実りの時を迎えて

2017/03/03   先生のことば

 昨年4月に76名の新入生と6名の編入生をお迎えし、総勢441名でスタートした2016年度も残すところあと1ヶ月、6年生74名の卒業式まであと僅かになりました。あっという間の一年間にも思えますが、丁寧に振り返ってみると、過ごしてきた1日々々が在籍する全ての児童にとって密度の濃いものであったことに、改めて気づかされるのです。

 学校全体で取り組んだ数々の行事や、複数の学年との合同、あるいは学年やクラスごとに分かれてのプログラムのなかで、また落ち着いた普段の学校生活のなかにおいて、良い力を存分に発揮しながら一所懸命に過ごす一人々々の子どもたちから湧き出てくるオーラのようなものが、この学校に潜む力の尽きない源泉でもありました。

 一方、大人の社会においてはここのところ、何やらナショナリズムのようなものが頭を擡げ始めそうにも見える、混迷を極める局面に突入するかのような様相を呈しています。
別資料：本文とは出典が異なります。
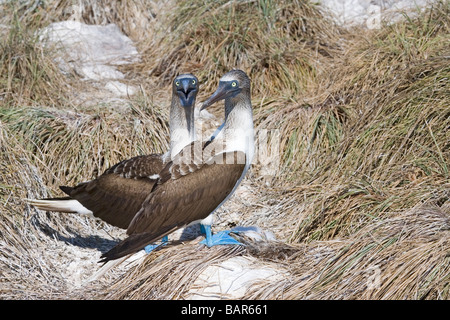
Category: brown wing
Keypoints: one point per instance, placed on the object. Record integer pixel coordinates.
(118, 194)
(179, 201)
このような時代に学校は、社会に対してどのようなメッセージを送りながら子どもたちにとって安心できる場を提供し続けるのか、現状を鋭く見抜きながらそれに賢く対応することが求められていくことでしょう。そのことにきちんと取り組んでこそ、学校としてのアイデンティティーを、将来にわたって保ち続けていけるのではないかと考えています。

 6年生は修学旅行で様々な学びや事柄を豊かに経験し、今は、いよいよ巣立ちへの充実した最後の時を過ごしています。校長室では、これは単なる私の思いつきからなのですが、校長室を訪れる子どもたちとともに、ピアノ劇場修学旅行編、というものを楽しんでいます。もうすぐ聖学院小学校での交わりから卒業していく6年生が、修学旅行でどのような豊かな学びをしてきたのか、それを下級生に伝える一端を、校長室も担わせていただく意味があるだろうと思っています。

 それぞれが精一杯過ごしてきたことの振り返りと、そのなかの最も大切なものの継承が柔軟性に富んだ伝統となるならば、これからも聖学院小学校の歩みは希望のなかを進めるものであると、私は確信しています。